Seven Easy Steps To An Asshole-Free Life
If only there were such steps, and a self-help book that laid the steps out. We could all read that book, follow those steps and, presto, assholes would all wind up somewhere else. (I’m not sure where. Some island? Or Newport Beach? Or maybe they’d de-materialize.)
So assuming there aren’t seven easy steps (or eight or eleven or…), we might find a little bit of help in considering how a seven-step self-help book might oversimplify. (If my comments also oversimplify, take that as proof of my main point.)
“Just steer clear”
Sure, if you could easily quit your job, and then quit again when you find you’ve got a new asshole colleague or boss. You’d also better stay home, inside. Will you storm out of a restaurant, deserting your dinner guests, when an asshole waiter acts as though it is your privilege to be served by him? Dictators and billionaires may be the only ones in a position to micro-manage their associations so as to avoid assholes entirely. (Though they may of course have to deal with themselves.) The rest of us are stuck with assholes, with learning to cope.
“Fight fire with fire”
An exercise in futility. If you’re not already an asshole, you’ll never out-asshole an asshole. He’s good at it already. You’ve got a steep learning curve. You surely won’t master the asshole arts in time.
“Don’t let it get to you”
Easier said than done. Even if you carry on as before, it won’t be easy to keep yourself from spontaneous ruminations and flashes of rage. At least not without an unhealthy kind of mind control. A zen-master can follow this advice, but you can’t, and in any case a zen-master doesn’t need the advice.
“Try to sympathize”
That might help clam you down.
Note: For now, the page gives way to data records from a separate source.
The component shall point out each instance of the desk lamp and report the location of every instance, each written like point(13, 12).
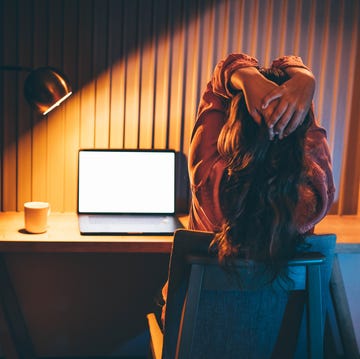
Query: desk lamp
point(44, 88)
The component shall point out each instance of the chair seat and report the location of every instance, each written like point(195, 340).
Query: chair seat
point(211, 313)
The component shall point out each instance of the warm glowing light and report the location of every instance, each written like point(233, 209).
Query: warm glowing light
point(57, 103)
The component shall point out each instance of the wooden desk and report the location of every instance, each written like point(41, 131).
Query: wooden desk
point(63, 236)
point(86, 295)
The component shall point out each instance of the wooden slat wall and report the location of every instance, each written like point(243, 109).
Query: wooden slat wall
point(138, 68)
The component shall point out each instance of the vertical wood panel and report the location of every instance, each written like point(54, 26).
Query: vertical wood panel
point(132, 76)
point(71, 108)
point(56, 118)
point(148, 64)
point(162, 74)
point(117, 88)
point(138, 69)
point(176, 77)
point(9, 160)
point(85, 73)
point(24, 173)
point(102, 83)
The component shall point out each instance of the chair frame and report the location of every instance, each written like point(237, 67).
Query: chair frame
point(190, 261)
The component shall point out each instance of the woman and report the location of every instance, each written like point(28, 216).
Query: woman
point(259, 164)
point(247, 122)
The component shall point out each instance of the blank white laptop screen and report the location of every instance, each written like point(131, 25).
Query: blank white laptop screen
point(124, 181)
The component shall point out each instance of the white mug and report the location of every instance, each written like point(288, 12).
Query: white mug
point(36, 215)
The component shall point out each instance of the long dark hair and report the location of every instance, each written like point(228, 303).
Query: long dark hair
point(259, 189)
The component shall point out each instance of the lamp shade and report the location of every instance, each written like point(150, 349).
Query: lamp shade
point(45, 88)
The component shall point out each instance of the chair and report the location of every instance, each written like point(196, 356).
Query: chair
point(213, 314)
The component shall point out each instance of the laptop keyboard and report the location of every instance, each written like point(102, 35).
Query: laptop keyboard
point(109, 219)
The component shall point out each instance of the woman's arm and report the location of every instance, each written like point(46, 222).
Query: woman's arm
point(293, 100)
point(282, 107)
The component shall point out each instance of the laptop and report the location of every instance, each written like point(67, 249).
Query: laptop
point(127, 192)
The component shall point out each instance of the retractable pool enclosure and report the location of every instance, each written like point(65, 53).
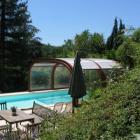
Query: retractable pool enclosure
point(56, 73)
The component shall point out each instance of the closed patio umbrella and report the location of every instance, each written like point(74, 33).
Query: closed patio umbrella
point(77, 87)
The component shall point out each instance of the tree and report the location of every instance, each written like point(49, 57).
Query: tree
point(82, 43)
point(19, 41)
point(136, 36)
point(97, 43)
point(116, 37)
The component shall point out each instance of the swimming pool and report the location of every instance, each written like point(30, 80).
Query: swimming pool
point(42, 97)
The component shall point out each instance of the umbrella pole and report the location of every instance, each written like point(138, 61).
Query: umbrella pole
point(74, 103)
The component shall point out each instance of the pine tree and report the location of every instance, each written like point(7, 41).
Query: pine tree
point(19, 36)
point(116, 37)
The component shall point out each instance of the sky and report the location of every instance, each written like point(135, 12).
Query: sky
point(59, 20)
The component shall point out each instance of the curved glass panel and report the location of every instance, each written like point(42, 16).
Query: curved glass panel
point(40, 77)
point(61, 77)
point(92, 79)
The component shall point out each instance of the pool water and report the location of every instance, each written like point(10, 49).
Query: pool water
point(45, 98)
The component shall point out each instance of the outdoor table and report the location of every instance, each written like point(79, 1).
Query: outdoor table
point(20, 117)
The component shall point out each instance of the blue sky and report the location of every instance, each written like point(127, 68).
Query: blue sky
point(59, 20)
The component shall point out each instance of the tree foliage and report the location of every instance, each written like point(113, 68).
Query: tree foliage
point(20, 44)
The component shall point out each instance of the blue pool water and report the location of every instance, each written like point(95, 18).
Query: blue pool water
point(45, 98)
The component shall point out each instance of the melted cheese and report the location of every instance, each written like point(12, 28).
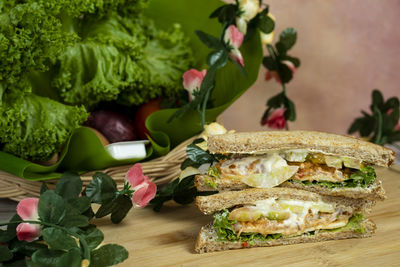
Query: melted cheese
point(293, 217)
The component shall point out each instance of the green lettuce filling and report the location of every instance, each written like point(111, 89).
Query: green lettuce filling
point(225, 232)
point(362, 178)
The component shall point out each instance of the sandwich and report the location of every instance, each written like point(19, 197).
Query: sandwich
point(322, 163)
point(258, 217)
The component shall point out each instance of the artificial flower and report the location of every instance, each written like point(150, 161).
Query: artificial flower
point(267, 38)
point(234, 39)
point(274, 74)
point(249, 9)
point(27, 209)
point(192, 80)
point(144, 189)
point(276, 120)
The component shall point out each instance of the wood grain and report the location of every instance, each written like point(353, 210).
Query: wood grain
point(167, 239)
It could keep you from becoming consumed. Yet here you court the opposite danger: sympathy can become demeaning, because you are failing to affirm your rights to better treatment. To be sure, if anger assumes that wrong has been done, a way out is to question whether the way you were treated was so wrong. Maybe the asshole is right! While it is certainly worth not being inflexibly confident and self-righteous, it is a worse mistake to rationalize what is in fact unjustifiable. After all, calling a wrong a wrong is itself a basic way of standing up for yourself, even if you do nothing else about it.
“Don’t waste your time”
This would be good advice if the *only* response to the asshole was “fighting fire with fire.” Being an exercise in futility, one of course shouldn’t waste one’s time. Fortunately, there usually are other options for affirming one’s self-respect, such as stony silence or a quick cutting remark or joke. If the act of small protest takes little time, the time spent won’t have gone to waste.
“It doesn’t matter in the bigger scheme of things”
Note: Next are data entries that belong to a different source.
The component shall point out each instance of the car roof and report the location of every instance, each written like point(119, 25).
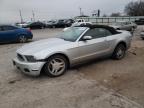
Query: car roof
point(111, 29)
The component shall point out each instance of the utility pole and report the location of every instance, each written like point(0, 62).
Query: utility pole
point(33, 14)
point(80, 11)
point(21, 16)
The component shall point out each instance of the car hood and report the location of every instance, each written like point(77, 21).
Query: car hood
point(114, 26)
point(42, 46)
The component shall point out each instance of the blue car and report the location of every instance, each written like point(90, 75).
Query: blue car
point(10, 33)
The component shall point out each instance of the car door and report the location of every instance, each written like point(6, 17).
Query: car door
point(127, 26)
point(96, 47)
point(7, 33)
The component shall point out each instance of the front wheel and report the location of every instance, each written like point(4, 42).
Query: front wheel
point(56, 66)
point(119, 52)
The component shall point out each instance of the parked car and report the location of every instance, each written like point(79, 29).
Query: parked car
point(79, 22)
point(140, 21)
point(59, 24)
point(142, 35)
point(73, 46)
point(10, 33)
point(50, 24)
point(36, 25)
point(68, 22)
point(124, 25)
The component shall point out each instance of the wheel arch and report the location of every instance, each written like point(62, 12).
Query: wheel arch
point(122, 42)
point(62, 54)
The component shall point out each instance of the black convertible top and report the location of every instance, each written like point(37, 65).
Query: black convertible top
point(111, 29)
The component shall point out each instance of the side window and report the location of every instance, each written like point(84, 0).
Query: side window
point(5, 28)
point(98, 33)
point(0, 28)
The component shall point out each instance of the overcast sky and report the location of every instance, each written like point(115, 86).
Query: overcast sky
point(54, 9)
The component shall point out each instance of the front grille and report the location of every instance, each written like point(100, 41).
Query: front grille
point(20, 57)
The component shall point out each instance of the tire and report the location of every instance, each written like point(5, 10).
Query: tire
point(22, 39)
point(119, 52)
point(56, 66)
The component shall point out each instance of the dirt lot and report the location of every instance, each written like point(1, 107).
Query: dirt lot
point(93, 85)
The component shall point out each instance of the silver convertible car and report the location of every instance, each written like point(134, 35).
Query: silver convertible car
point(73, 46)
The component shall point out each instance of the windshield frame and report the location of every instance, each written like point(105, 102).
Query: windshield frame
point(77, 39)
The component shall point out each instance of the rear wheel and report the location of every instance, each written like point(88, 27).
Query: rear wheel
point(22, 39)
point(119, 52)
point(56, 66)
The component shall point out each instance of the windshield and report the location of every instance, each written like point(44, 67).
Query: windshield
point(72, 33)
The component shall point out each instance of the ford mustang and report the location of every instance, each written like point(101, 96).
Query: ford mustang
point(9, 33)
point(73, 46)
Well, affirming one’s right to better treatment does matter, and I’m not sure what the “bigger scheme of things” is or why something would have to matter in that scheme just be worthwhile.
Compare a kind word. It probably won’t “matter” whether or not I have kindly complemented a friend when the universe finally spreads into a cold nothingness; the end of the world won’t make any more or less sense. But if I am asking myself whether I should compliment a friend, the plain answer is “yes.” Should I also ask whether this *would* somehow help make the total history of humanity or the universe finally make sense? No, this plainly isn’t required; the answer, one way or the other, is beside the point. Giving the compliment will be worth doing, here and now.
The same goes for the the small protest: it will matter in the only way it would have to matter to be worth doing, when you can muster it: it affirms your right to better treatment, here and now, manifesting a basic kind of self-respect.